A lifelong friend of Big Red Machine legend Johnny Bench bought more than $1 million worth of his memorabilia for the sole purpose of gifting it back to the Hall of Famer.

When Bench in November put up for auction some items from throughout his career, his friend Alan Horwitz schemed to purchase them and surprise Bench by giving them all back, the Pennsylvania-based auction house, Hunt Auctions, announced in a news release.

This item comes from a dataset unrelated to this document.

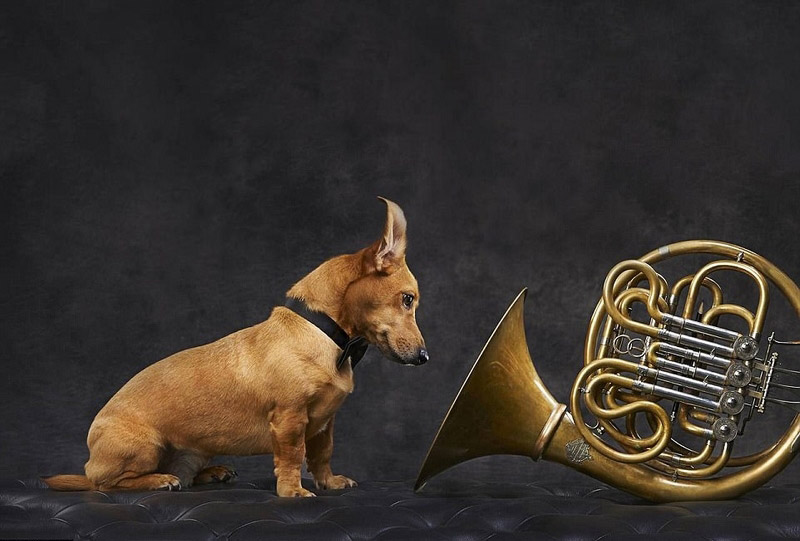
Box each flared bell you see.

The two men met in the late 1960s, early in Bench's career while the catcher was playing in the Winter League in San Juan, Puerto Rico. They struck up a friendship that later would include routine dinners whenever the Reds were playing in Horwitz's hometown of Philadelphia. Horwitz would set up a lunch or dinner, and Bench would have tickets for his friend to see the game.

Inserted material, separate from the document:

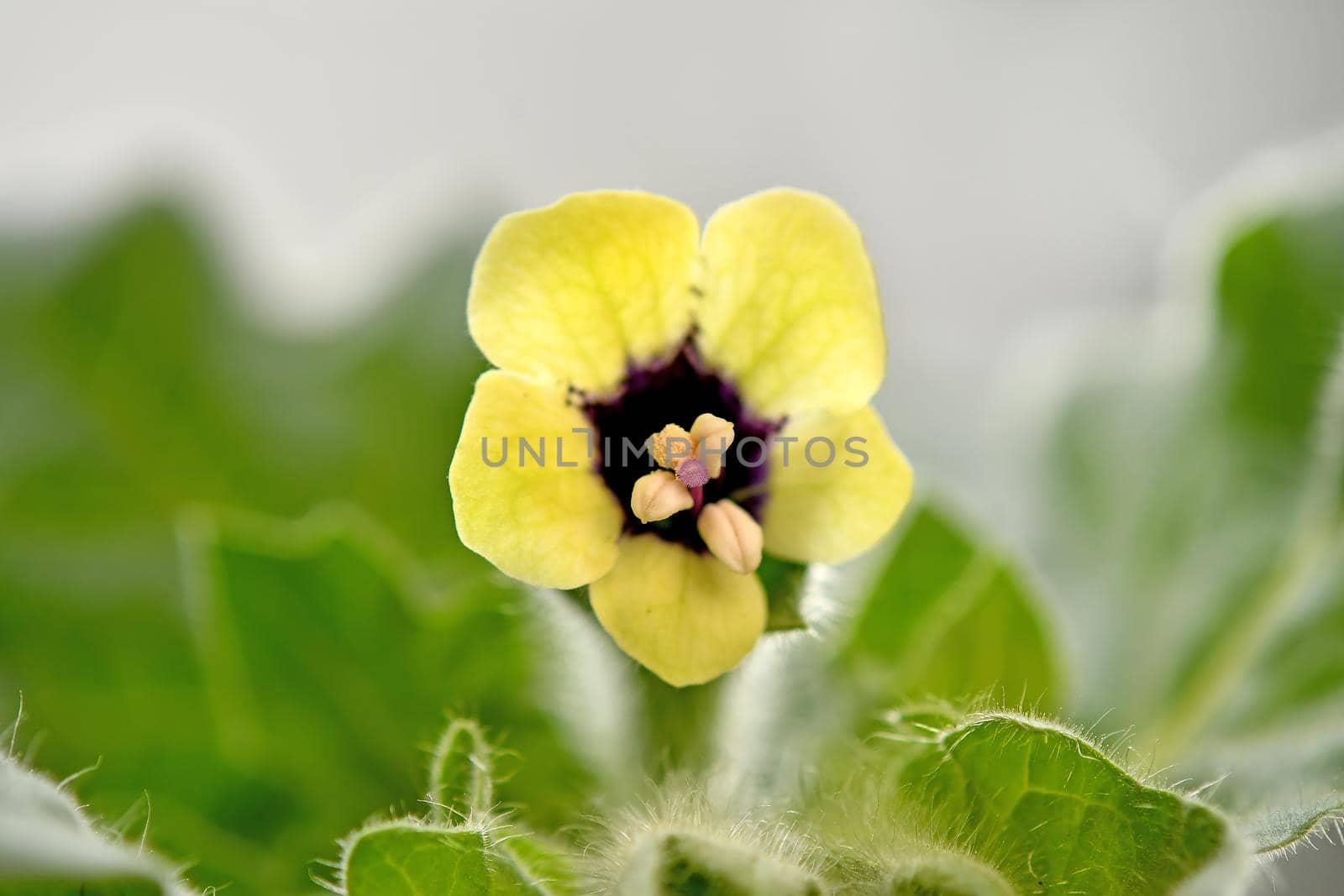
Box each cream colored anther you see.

"When I learned of the auction of Johnny's memorabilia, I felt compelled to participate, with the goal to return some of the items to the Bench family and Johnny's fans," Horwitz said in the release.

"When I heard this, I was flabbergasted and moved to tears," Bench is quoted in the release. "I am truly stunned by Alan's generous gesture and am grateful and proud that these trophies and memorabilia pieces will be on display for millions of fans to experience."

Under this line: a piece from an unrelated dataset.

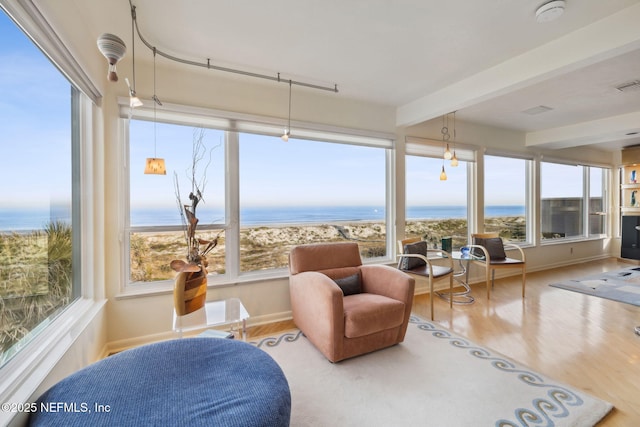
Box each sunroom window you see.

According to the auction house, Horwitz purchased the following pieces from Bench's collection, among others:

  • 1968 Rookie of the Year Award
  • 1969 All-Star Game bat
  • 1970 and 1972 National League MVP Awards
  • 1975 and 1976 World Series rings
  • Several of Bench's 10 Gold Glove awards

Sports business reporter Darren Rovell spoke with Horwitz for a story for the Action Network.

Rovell's story quotes Horwitz: "There was no way I was going to let Johnny sell these to collectors. Seeing how hard he worked to be recognized that way he was after all these years. Only he deserves them."

Bench was auctioning the items to prevent any "squabbl(ing) over the assets when he was gone" and "to help pay for college for the boys he has become father to," Rovell wrote.

Hunt Auctions president David Hunt said in the release, "There really are no words that can properly describe the generous act of kindness by Alan Horwitz."

Hunt said the auction overall raised more than $2 million.